Aromatase inhibitors can be classified by mechanism of action and generation that essentially relate to potency and selectivity. The third generation (3G) aromatase inhibitors are potent and selective inhibitors of the aromatase enzyme. Anastrozole and letrozole are non-steroidal derivates of triazole and imidazole with a high but reversible binding capacity to the p450 domain of the aromatase enzyme. Exemestane is a steroidal compound that binds irreversibly to the substrate pocket and therefore has been named an aromatase inactivator. 17-hydroexemestane, the main metabolite of exemestane, has androgenic activity and suppresses sex-binding globulin in a dose-dependent manner. Direct measurements of the activity of aromatase inhibitors are hampered by lack of sensitivity of estrogen assays. Instead, a double-tracer injection of 3H-androstenedione and 14C-estrone with calculation of total body aromatization based on the isotope ratio of estrogen metabolites has been used. The double-tracer technique has revealed aromatase inhibition in the range of 50-90% from first and second-generation aromatase inhibitors and 98% or above for third generation compounds. When anastrozole and letrozole were compared in a small crossover study, letrozole led to a more substantial suppression of aromatase activity in all patients concurrently with a higher suppression of plasma estrogen levels. Clinically relevant differences therefore might exist even in-between third generation aromatase inhibitors.
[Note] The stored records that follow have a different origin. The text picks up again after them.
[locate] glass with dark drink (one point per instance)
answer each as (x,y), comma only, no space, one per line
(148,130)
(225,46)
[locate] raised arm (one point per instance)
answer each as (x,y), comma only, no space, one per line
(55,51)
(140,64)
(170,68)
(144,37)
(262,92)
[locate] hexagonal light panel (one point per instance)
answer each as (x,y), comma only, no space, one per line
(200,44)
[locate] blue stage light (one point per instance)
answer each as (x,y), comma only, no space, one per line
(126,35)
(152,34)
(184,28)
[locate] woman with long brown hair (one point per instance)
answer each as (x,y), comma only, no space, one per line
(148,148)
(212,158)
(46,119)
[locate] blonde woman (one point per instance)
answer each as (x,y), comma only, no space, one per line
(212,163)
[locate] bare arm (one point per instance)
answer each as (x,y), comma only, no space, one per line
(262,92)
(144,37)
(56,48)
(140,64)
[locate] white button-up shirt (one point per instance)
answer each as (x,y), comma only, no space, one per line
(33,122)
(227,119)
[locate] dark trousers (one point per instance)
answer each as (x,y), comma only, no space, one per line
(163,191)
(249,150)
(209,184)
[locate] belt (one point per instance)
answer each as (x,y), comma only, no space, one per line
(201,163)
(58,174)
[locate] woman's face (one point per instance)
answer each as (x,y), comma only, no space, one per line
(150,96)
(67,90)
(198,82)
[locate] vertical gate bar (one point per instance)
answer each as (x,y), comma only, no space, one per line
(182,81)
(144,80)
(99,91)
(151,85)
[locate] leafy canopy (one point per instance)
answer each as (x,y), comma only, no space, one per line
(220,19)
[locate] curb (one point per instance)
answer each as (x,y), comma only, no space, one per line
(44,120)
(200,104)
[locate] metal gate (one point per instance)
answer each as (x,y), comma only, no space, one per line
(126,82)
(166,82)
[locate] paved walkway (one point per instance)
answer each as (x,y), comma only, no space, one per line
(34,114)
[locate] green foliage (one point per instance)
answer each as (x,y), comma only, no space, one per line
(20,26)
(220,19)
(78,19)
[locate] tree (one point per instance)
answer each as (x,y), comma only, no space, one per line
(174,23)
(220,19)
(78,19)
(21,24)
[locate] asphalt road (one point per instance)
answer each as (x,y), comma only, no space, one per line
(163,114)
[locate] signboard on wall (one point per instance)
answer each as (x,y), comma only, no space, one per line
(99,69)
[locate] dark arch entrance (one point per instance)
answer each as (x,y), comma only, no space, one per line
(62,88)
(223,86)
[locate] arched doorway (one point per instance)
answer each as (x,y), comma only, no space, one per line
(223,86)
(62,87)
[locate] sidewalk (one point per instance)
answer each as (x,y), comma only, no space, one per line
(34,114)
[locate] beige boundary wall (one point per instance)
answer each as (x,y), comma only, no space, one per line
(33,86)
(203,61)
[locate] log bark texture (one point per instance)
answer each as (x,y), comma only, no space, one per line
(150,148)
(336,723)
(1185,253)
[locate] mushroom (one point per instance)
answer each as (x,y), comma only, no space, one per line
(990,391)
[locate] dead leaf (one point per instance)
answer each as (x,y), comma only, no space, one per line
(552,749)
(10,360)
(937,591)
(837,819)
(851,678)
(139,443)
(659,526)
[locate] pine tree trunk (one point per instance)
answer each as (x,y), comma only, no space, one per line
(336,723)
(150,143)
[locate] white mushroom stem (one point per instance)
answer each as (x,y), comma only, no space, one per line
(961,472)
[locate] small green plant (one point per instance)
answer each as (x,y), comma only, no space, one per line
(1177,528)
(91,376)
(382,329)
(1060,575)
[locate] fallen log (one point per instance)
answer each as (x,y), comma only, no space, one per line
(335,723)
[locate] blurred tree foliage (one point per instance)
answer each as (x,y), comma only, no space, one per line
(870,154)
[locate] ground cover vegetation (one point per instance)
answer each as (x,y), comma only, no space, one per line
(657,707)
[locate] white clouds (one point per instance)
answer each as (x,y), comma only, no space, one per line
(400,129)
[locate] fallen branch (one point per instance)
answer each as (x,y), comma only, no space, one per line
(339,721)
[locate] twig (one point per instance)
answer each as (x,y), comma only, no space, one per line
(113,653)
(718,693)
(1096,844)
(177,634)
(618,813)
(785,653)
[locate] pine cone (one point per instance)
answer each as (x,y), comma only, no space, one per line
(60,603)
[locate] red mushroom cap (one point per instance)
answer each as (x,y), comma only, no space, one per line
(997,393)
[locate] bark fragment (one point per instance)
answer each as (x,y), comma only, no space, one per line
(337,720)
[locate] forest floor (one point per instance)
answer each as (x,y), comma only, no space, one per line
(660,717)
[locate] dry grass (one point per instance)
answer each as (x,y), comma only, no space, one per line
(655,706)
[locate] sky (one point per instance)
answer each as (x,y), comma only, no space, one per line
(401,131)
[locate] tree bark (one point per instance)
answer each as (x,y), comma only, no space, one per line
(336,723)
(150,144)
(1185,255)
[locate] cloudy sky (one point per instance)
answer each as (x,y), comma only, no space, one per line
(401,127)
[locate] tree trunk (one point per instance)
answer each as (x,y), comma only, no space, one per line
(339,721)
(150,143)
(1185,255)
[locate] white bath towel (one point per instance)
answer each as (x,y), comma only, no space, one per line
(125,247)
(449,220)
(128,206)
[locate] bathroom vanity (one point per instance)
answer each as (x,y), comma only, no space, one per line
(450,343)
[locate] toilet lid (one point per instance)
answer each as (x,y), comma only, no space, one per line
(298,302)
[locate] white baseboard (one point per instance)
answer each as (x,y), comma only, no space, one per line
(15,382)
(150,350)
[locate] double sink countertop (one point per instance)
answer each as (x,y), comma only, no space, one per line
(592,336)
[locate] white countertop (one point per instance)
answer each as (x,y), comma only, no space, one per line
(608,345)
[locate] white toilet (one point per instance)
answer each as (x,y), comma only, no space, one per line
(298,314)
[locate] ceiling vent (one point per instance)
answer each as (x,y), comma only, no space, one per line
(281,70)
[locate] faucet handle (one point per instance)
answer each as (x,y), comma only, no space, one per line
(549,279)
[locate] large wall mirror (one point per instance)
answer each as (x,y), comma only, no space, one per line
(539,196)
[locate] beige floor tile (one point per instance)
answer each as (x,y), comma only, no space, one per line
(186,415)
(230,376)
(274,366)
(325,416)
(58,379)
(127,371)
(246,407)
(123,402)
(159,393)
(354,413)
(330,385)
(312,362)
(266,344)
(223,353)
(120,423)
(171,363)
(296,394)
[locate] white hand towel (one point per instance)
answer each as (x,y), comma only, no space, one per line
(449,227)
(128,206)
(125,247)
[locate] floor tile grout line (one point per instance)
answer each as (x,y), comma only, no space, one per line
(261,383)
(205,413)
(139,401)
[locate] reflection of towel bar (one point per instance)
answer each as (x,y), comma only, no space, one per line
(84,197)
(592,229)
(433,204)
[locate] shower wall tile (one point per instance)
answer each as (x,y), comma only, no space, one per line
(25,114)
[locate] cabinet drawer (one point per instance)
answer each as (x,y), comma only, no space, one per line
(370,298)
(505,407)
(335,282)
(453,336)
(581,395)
The third generation (3G) aromatase inhibitors should be considered for first line endocrine therapy of hormone receptor positive metastatic breast cancer in postmenopausal breast cancer patients. Furthermore, 3G aromatase inhibitors should be used either in sequence with tamoxifen or alone in the adjuvant treatment of postmenopausal patients with hormone receptor positive breast cancer, and should also be considered when preoperative endocrine therapy is indicated.

Estrogen levels are excessive suppressed by the third-generation aromatase inhibitors, but preclinical studies suggests that breast cancer cells can become hypersensitive to estrogen in the absence or at low levels of estrogen. A further reduction in estrogen level, even from an ultra low point, could from a theoretical view be beneficial, and the therapeutic implications of COX inhibitors are under investigation in this setting.